Report: Buy land quickly to restore Everglades

Published: Tuesday, January 25, 2005 at 6:01 a.m.
Last Modified: Monday, January 24, 2005 at 11:50 p.m.
MIAMI - State and federal officials should buy more land, and do so quickly, in order to restore the Everglades before the property becomes developed or too expensive, according to a report released Monday.
The report on water storage is the seventh and final in a series by the National Academies of Sciences that gives advice to federal and state agencies and other entities engaged in restoring the greater Everglades.
The 30-year, $8.4 billion federal-state restoration program is intended to restore some of the natural water flow through the sensitive ecosystem that once stretched uninterrupted from a chain of lakes near Orlando to Florida Bay.

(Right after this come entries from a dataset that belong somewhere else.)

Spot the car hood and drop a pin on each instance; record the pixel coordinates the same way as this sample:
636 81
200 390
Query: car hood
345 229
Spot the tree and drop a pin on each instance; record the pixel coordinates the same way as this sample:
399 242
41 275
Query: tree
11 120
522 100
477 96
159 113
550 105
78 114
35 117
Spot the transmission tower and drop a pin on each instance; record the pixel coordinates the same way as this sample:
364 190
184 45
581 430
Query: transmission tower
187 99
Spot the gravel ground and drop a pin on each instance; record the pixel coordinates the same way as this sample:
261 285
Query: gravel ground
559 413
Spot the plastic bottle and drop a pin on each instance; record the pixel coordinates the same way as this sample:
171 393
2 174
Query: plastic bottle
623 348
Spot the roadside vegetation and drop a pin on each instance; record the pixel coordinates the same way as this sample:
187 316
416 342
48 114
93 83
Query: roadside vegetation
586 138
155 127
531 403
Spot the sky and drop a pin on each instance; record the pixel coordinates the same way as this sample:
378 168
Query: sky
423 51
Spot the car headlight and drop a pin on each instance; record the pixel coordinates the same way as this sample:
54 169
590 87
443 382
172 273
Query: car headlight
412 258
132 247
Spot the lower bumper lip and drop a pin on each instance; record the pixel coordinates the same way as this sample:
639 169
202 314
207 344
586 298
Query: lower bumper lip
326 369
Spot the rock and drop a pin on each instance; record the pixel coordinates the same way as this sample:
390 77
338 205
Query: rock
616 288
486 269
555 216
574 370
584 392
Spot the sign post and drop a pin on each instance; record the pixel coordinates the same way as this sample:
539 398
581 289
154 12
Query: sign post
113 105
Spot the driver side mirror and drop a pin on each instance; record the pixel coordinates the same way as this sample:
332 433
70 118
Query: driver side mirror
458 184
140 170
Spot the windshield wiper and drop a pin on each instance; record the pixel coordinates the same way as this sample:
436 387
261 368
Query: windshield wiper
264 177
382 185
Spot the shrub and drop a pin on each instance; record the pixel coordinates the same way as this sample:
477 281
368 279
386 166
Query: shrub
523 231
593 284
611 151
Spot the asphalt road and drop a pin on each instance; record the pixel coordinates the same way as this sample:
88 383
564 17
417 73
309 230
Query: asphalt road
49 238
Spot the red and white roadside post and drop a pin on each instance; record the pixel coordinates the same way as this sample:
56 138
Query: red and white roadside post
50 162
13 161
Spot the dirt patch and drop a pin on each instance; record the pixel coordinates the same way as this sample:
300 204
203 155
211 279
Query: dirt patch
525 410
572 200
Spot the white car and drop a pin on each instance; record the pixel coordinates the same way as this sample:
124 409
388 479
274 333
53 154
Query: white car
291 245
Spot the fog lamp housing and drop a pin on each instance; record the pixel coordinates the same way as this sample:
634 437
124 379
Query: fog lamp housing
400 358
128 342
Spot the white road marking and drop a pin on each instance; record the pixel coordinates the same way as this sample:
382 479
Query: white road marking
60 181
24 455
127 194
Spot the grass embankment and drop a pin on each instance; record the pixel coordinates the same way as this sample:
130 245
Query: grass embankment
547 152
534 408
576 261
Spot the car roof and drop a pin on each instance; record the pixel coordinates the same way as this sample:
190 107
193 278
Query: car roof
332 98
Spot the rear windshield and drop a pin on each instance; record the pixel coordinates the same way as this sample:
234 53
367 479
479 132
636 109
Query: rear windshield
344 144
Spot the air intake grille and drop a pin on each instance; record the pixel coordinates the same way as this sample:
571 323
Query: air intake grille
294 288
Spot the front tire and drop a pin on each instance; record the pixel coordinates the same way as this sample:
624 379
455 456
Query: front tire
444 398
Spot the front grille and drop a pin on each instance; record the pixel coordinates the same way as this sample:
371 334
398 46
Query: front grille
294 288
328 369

The report also suggested speeding up projects that restore the natural flow of the water and considering the use of Lake Okeechobee for additional water storage.
"The scientist are saying exactly what the environmental community has been saying for years," said John Adornato, Everglades Restoration Program Manager for the National Parks Conservation Association. "The bottom line is, we need more surface water storage."
The government is already spending $100 million to $200 million each year to buy land for Everglades restoration, according to the report.
But "it seems certain that some land not soon acquired will be developed or become significantly more expensive before the two-decade-long acquisition program can be completed," the report said. "Protecting the potential for restoration, i.e. protecting the land, is essential for successful restoration."
Officials at the South Florida Water Management District said they were still reviewing the 140-page report, but pointed out the state has already accelerated several projects.
"We're kind of leading with our hearts and our checkbooks," said Chip Merriam, deputy executive director of the water management district.
The report also said many restoration projects involve a lot of engineering and will require substantial maintenance - such as one plan to pump water underground for storage, which would provide about three-quarters of the planned water storage.
Instead, the report suggests restoring more natural systems first, for example providing more natural water flow to Everglades National Park.
"I think the report accurately captures some of the questions we have regarding underwater storage," said Dennis Duke, program manager for South Florida restoration for the Army Corps of Engineers.
Duke said the Corps would consider the recommendations as it moved forward with the plan.
The report also suggested looking at Lake Okeechobee to potentially store more water - which many environmentalists oppose because it would flood out the lake's marshy wetlands.
But Duke said increasing the water level of the lake wasn't a probable option at this time.
David Bogardus, a field officer for the World Wildlife Fund, said he interpreted the suggestion to raise water levels at Lake Okeechobee as a last resort. Otherwise, he said, the report's findings were positive.
"It's really groundbreaking for us because it really validates a lot of issues that we've been talking about for a long time," Bogardus said.